At more than 2,200 metres above sea level, the Autódromo Hermanos Rodríguez is not just the highest circuit in the ABB FIA Formula E series but it’s also the only one to provide the cars with a permanent rather than street circuit. The result for the world’s greenest motorsport event was a surface as smooth as a ping pong table, a world away from the rough asphalt of Santiago de Chile, a month previously and that of Punta del Este, Uruguay, two weeks later.
This is the third consecutive season that Mexico has played host to the ePrix. The track consisted of part of the Formula 1 circuit which was shortened from 4.3 kilometres to just over two kilometres to adapt it to the needs of the electric single-seaters.

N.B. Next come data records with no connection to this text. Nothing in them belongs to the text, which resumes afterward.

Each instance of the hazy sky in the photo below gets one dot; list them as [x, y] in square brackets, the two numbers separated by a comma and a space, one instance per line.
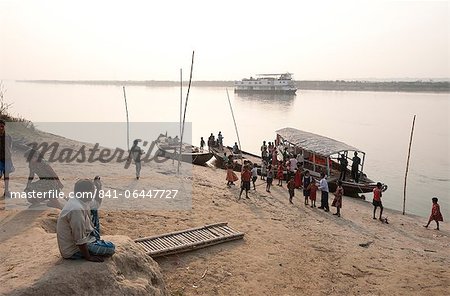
[152, 40]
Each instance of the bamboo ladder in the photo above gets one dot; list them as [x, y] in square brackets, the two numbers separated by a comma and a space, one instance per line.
[188, 240]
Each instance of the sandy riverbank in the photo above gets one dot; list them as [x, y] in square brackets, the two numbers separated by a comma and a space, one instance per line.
[287, 249]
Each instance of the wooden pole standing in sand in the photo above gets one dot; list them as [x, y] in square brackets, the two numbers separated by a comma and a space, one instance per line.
[185, 107]
[181, 115]
[407, 164]
[235, 126]
[128, 122]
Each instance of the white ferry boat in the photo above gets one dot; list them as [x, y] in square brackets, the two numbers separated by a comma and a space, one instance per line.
[267, 83]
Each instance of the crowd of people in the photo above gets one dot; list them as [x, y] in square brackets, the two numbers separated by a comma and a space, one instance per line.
[78, 227]
[289, 167]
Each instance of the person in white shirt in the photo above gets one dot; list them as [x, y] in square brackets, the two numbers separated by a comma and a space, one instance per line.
[323, 186]
[75, 231]
[292, 167]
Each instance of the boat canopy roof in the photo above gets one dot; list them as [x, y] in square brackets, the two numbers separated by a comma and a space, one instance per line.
[311, 142]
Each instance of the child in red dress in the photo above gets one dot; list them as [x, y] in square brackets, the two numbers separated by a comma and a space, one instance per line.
[280, 174]
[291, 189]
[312, 187]
[435, 213]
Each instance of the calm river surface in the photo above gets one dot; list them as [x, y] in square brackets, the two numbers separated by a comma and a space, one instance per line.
[378, 123]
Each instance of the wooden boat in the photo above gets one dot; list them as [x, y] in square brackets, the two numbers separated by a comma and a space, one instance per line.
[321, 154]
[191, 154]
[238, 158]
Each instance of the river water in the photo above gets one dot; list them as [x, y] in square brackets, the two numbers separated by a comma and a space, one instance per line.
[378, 123]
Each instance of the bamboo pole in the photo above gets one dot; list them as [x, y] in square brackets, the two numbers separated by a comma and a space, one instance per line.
[235, 127]
[407, 164]
[181, 114]
[128, 121]
[185, 107]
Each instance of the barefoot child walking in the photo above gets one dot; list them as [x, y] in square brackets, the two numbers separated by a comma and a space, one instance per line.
[254, 175]
[269, 178]
[280, 173]
[377, 193]
[291, 189]
[337, 202]
[312, 192]
[435, 213]
[306, 188]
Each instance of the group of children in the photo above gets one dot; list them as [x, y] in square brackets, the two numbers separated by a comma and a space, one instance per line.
[309, 187]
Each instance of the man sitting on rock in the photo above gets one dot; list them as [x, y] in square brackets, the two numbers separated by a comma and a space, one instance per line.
[76, 234]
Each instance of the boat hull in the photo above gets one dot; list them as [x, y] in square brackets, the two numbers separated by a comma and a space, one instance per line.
[200, 158]
[218, 155]
[351, 188]
[266, 91]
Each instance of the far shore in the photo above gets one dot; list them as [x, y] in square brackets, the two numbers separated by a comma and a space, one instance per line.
[428, 85]
[288, 249]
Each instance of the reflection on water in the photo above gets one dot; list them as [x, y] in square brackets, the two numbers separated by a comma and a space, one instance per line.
[285, 100]
[379, 123]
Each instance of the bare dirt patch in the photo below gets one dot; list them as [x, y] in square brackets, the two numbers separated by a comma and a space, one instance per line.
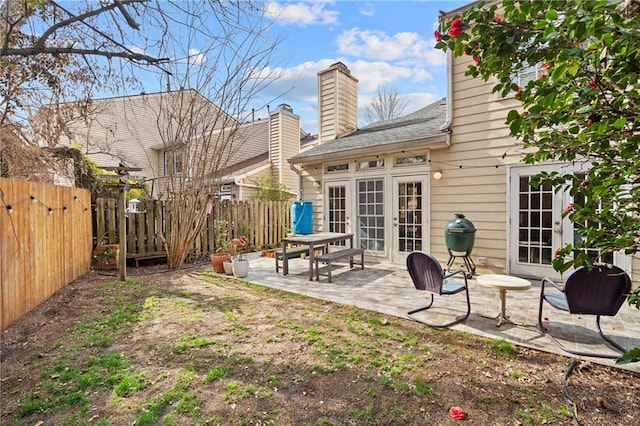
[190, 347]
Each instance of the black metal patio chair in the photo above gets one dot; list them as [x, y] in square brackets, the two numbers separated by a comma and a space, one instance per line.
[598, 291]
[427, 274]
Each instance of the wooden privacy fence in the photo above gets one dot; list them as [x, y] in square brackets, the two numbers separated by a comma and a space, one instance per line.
[264, 223]
[45, 243]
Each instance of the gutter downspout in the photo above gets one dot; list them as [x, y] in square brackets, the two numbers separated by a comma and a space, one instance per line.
[446, 127]
[299, 173]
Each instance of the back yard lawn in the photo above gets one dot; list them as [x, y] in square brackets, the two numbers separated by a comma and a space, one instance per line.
[193, 348]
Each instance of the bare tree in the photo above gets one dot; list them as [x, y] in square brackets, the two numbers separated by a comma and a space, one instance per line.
[204, 125]
[386, 105]
[52, 52]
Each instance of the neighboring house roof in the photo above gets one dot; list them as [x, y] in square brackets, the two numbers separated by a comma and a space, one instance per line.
[418, 126]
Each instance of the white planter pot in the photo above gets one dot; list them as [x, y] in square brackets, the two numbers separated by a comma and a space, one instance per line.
[228, 267]
[240, 268]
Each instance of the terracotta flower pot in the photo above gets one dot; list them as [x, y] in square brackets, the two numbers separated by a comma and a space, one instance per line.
[216, 262]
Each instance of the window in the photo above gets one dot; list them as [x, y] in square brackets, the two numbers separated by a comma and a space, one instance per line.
[521, 78]
[527, 74]
[415, 159]
[172, 162]
[338, 168]
[372, 164]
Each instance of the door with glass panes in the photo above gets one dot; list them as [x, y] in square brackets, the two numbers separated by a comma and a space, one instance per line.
[537, 228]
[336, 195]
[409, 216]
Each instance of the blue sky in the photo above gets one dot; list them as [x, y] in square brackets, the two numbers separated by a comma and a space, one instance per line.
[382, 43]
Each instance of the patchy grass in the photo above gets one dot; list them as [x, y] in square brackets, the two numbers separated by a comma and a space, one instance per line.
[202, 349]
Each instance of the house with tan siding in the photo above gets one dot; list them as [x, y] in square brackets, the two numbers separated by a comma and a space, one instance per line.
[396, 184]
[137, 131]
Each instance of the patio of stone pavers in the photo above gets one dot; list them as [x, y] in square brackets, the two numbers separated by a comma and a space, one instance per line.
[386, 287]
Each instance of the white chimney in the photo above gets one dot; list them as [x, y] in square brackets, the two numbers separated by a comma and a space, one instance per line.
[337, 102]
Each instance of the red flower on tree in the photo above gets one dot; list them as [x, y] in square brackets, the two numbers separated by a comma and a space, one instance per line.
[456, 28]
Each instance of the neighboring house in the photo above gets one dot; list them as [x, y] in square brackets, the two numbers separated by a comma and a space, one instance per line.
[395, 184]
[142, 132]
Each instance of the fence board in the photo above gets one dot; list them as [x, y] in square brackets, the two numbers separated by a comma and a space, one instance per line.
[264, 223]
[45, 243]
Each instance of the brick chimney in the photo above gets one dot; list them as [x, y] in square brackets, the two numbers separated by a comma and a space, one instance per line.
[337, 102]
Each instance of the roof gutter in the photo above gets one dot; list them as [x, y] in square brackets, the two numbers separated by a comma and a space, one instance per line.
[434, 142]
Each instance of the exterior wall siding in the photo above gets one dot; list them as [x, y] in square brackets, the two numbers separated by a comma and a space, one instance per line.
[475, 169]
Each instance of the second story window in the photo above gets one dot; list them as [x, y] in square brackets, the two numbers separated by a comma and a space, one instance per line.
[172, 162]
[371, 164]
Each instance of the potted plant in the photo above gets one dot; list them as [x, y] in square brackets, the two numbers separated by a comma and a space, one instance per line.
[228, 266]
[222, 247]
[106, 256]
[240, 263]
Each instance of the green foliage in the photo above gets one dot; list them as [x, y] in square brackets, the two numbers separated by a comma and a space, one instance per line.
[582, 109]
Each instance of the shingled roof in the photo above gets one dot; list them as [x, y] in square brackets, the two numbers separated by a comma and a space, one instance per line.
[394, 134]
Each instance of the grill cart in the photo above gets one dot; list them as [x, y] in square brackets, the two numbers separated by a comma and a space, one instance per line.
[459, 236]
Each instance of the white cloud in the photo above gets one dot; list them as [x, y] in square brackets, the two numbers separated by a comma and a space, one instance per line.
[303, 13]
[368, 9]
[407, 47]
[298, 86]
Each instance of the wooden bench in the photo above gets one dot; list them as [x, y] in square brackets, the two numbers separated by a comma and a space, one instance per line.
[144, 256]
[292, 252]
[329, 257]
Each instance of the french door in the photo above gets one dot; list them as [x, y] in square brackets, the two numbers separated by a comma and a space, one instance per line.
[337, 210]
[536, 226]
[409, 216]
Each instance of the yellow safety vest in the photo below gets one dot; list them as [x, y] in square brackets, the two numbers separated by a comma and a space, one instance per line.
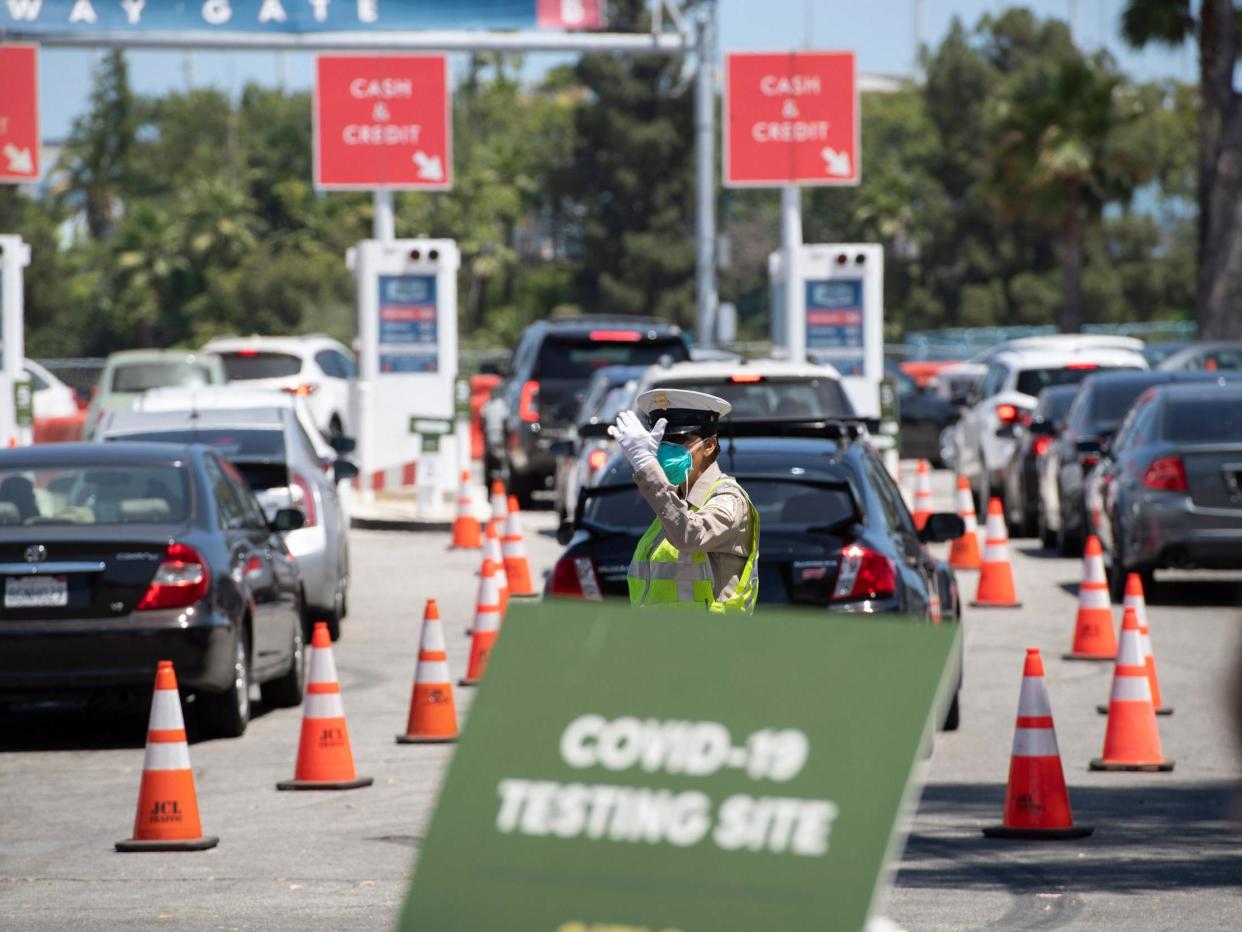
[660, 574]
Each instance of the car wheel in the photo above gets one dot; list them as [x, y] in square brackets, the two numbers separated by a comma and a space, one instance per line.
[224, 715]
[286, 690]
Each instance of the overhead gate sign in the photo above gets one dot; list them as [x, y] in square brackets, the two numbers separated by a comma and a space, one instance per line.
[19, 113]
[790, 118]
[383, 122]
[55, 18]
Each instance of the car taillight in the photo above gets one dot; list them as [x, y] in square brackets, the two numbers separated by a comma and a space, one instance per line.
[180, 580]
[863, 574]
[303, 498]
[1168, 475]
[528, 405]
[574, 578]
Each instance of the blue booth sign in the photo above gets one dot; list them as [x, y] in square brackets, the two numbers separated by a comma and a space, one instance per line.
[835, 323]
[55, 18]
[409, 327]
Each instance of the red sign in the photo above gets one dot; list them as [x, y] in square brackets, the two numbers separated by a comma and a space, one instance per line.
[19, 113]
[383, 122]
[570, 14]
[790, 118]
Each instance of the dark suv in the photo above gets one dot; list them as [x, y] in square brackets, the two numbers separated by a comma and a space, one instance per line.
[552, 367]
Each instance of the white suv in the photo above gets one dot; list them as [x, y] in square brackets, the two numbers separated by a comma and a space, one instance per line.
[984, 439]
[317, 368]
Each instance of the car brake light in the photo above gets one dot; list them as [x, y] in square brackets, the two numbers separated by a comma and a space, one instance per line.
[528, 405]
[574, 578]
[303, 498]
[1006, 414]
[180, 580]
[1168, 475]
[863, 574]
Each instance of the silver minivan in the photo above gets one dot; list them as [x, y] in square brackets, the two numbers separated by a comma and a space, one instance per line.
[273, 454]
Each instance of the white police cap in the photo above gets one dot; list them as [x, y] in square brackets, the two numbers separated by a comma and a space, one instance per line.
[686, 411]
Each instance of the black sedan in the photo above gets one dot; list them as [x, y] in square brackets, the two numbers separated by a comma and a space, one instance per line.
[114, 557]
[835, 532]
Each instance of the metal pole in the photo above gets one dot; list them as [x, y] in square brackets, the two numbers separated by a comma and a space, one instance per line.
[384, 223]
[791, 249]
[704, 148]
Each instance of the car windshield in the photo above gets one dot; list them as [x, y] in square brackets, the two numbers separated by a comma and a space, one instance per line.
[783, 505]
[775, 398]
[1032, 382]
[246, 364]
[93, 495]
[575, 359]
[1204, 420]
[140, 377]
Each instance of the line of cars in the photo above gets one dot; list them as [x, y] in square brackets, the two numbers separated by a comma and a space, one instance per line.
[1148, 460]
[203, 525]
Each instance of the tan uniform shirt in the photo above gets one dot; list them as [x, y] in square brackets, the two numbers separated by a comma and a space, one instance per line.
[720, 527]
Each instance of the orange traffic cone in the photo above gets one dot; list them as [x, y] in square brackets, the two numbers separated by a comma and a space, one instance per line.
[492, 552]
[432, 711]
[996, 577]
[1134, 598]
[1093, 628]
[324, 757]
[964, 551]
[467, 534]
[487, 625]
[1036, 802]
[922, 496]
[513, 547]
[168, 807]
[1132, 741]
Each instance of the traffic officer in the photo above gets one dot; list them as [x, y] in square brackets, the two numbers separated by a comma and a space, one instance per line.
[703, 547]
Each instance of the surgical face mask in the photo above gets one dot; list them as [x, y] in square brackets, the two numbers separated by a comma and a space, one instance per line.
[676, 461]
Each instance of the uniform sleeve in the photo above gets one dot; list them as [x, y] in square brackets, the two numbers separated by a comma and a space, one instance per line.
[720, 526]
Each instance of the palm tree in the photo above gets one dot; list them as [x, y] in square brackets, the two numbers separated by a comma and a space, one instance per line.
[1063, 150]
[1171, 22]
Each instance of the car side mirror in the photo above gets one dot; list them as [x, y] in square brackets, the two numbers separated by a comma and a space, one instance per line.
[942, 527]
[288, 520]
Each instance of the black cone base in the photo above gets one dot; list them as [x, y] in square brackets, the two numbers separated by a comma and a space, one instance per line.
[326, 784]
[194, 844]
[1038, 834]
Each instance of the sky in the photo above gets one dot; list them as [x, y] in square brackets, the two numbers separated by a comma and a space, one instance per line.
[745, 25]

That said, it still included the fearsomely fast, banked Peraltada corner just before the final straight overlooked by the same stands from which spectators gaze down on Ferraris and Mercedes whizzing by. The contrast between the sporting spectacle of the silent zero emissions prototypes and their noisy petrol-fuelled cousins is never more striking than in Mexico City and is made starker still by the fact that the host city has one of the highest pollution levels in the world.
This just goes to show that Formula E is about much more than just motorsport. With that in mind, Enel, in its second year as Official Power Partner, turned the event into an exclusive showcase for sustainable mobility. It was a real taste of the future, the living proof that a very different kind of speed is entirely possible. It was also, of course, a test run for the technology of tomorrow.
We installed a microgrid powered by innovative glycerine-powered generators and solar panels inside the eVillage set up at the circuit. At the heart of the grid was the Energy Management System, which uses advanced software to optimise consumption management and monitor the flow in real time, either by tablet or smartphone.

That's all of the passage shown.